漢方で体質改善といっても、漢方処方は何でもよいわけではなく、まずは詳しくお話を伺う事が最も大切になります。
ご主人は仕事のストレスを抱えておられ、睡眠時間が短く、帰宅後は晩酌が習慣に。
少しお酒の量か多めになると、翌日は決まって下痢になります。
血流もあまり良くないタイプで、いつも腰や下半身が冷えているとのこと。
そこで、体質に合わせて「腎精を補い、血流を整える漢方薬」を処方し、同時に生活習慣も少しずつ見直していただきました。
禁酒が難しくても飲酒習慣を見直し、睡眠を意識し、運動も軽く取り入れていただいたところ、3か月後の検査では精子の運動率が改善し、その後ご夫婦で自然妊娠に至ることができました。
このように、「数値では問題なし」と言われても、実際には質の面で力を発揮しきれていない精子も少なくありません。
精子はとてもデリケートで、生活習慣や環境の影響を受けやすいものです。
代表的な要因としては次のようなものがあります。
・加齢:35歳を過ぎると精子のDNA損傷が増えやすいとされています。
・酸化ストレス:喫煙、過度の飲酒、睡眠不足、ストレスは大敵です。
・熱の影響:長時間のサウナ・熱いお風呂、膝の上のPC作業、きつい下着も精子形成を妨げます。
・血流の滞り:精索静脈瘤や慢性的な冷え・瘀血は、精巣への栄養供給を妨げます。
・ホルモンバランスの乱れ:テストステロン不足や内分泌異常も関与します。
・薬剤やサプリ:ステロイドや一部薬剤は、精子形成に深刻な影響を与えることがあります。
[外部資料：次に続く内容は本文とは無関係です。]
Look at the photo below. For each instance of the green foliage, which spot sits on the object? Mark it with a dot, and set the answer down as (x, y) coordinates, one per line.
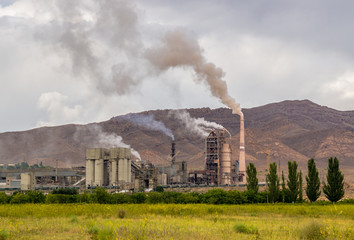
(243, 228)
(35, 197)
(61, 198)
(68, 191)
(138, 198)
(334, 189)
(4, 234)
(283, 188)
(300, 187)
(214, 196)
(311, 231)
(313, 181)
(119, 198)
(159, 189)
(252, 180)
(100, 195)
(293, 181)
(4, 198)
(121, 213)
(273, 183)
こうした因子が積み重なることで、精子の「妊娠力」も弱ってしまうのです。
漢方では「腎は生殖をつかさどる」とされ、生命力を支えるエネルギー源である「腎精」を養うことで元気な精子をつくることを目ざします。
◎腎精を補う=精子の生成力そのものを高める。
◎血流を整える=瘀血を改善して精巣に栄養と酸素を行き渡らせる。
◎ストレスを和らげる=気の巡りを良くしてホルモンバランスを支える。
◎炎症や毒素を取り除く=体内の余分な熱や老廃物を排して、健やかな環境をつくる。
一陽館薬局では、「冷え体質で精子が弱い方」「ストレス過多でホルモンが乱れている方」などタイプに合わせた漢方を組みあわせてパワーアップをご案内しています。
精子は約74日で新しく作られることから、まずは3ヶ月の変化に期待していきましょう。
精子の不安は、女性からのご相談でも多く、ご夫婦で目線を合わせることが改善への一歩です。
妊娠への体づくりに近道はないかもしれません。
でもあなたにとっての最短ルートはあるはずです。